ZUS znowu mu odmówił, a powołał się przy tym na art. 103 ust. 2a ustawy z 17 grudnia 1998 r. o emeryturach i rentach z Funduszu Ubezpieczeń Społecznych (DzU nr 162, poz. 1118 ze zm.; dalej ustawa emerytalna). Przepis ten mówi, że prawo do emerytury ulega zawieszeniu bez względu na wysokość zarobków emeryta, jeśli nie rozwiąże on umowy o pracę z firmą, w której był zatrudniony przed złożeniem wniosku o przyznanie tego świadczenia.
W takiej sytuacji, zdaniem ZUS, nie mogło być mowy o wypłacie świadczenia: Tadeusz P. w tym czasie nie zrezygnował z pracy, a więc jego prawo do emerytury powinno być zawieszone.
Takie rozumowanie potwierdził zresztą sąd okręgowy, do którego trafiło odwołanie ubezpieczonego.
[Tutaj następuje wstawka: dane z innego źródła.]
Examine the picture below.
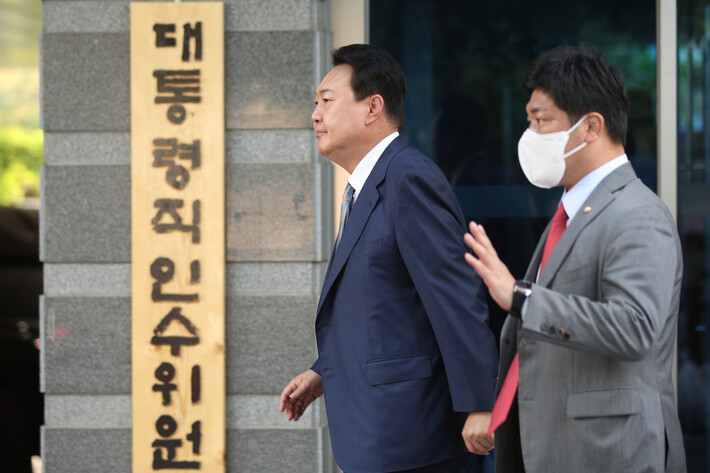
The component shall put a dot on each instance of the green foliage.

Nie zgodził się z nim natomiast sąd apelacyjny. Uznał bowiem, że trudno wymagać od Tadeusza P., by rozwiązywał swoją umowę o pracę i pozbawiał się środków do życia, gdy nie miał pewności, czy zyska prawo do wcześniejszej emerytury górniczej. Sąd musiał przecież rozstrzygnąć rozbieżności interpretacyjne. W takiej sytuacji ZUS, zdaniem sądu apelacyjnego, powinien wypłacić zaległą emeryturę, ale uwzględnić przy tym art. 104 - 106 ustawy emerytalnej, tzn. zawiesić ją lub zmniejszyć, gdyby wskazywała na taką konieczność wysokość zarobków Tadeusza P.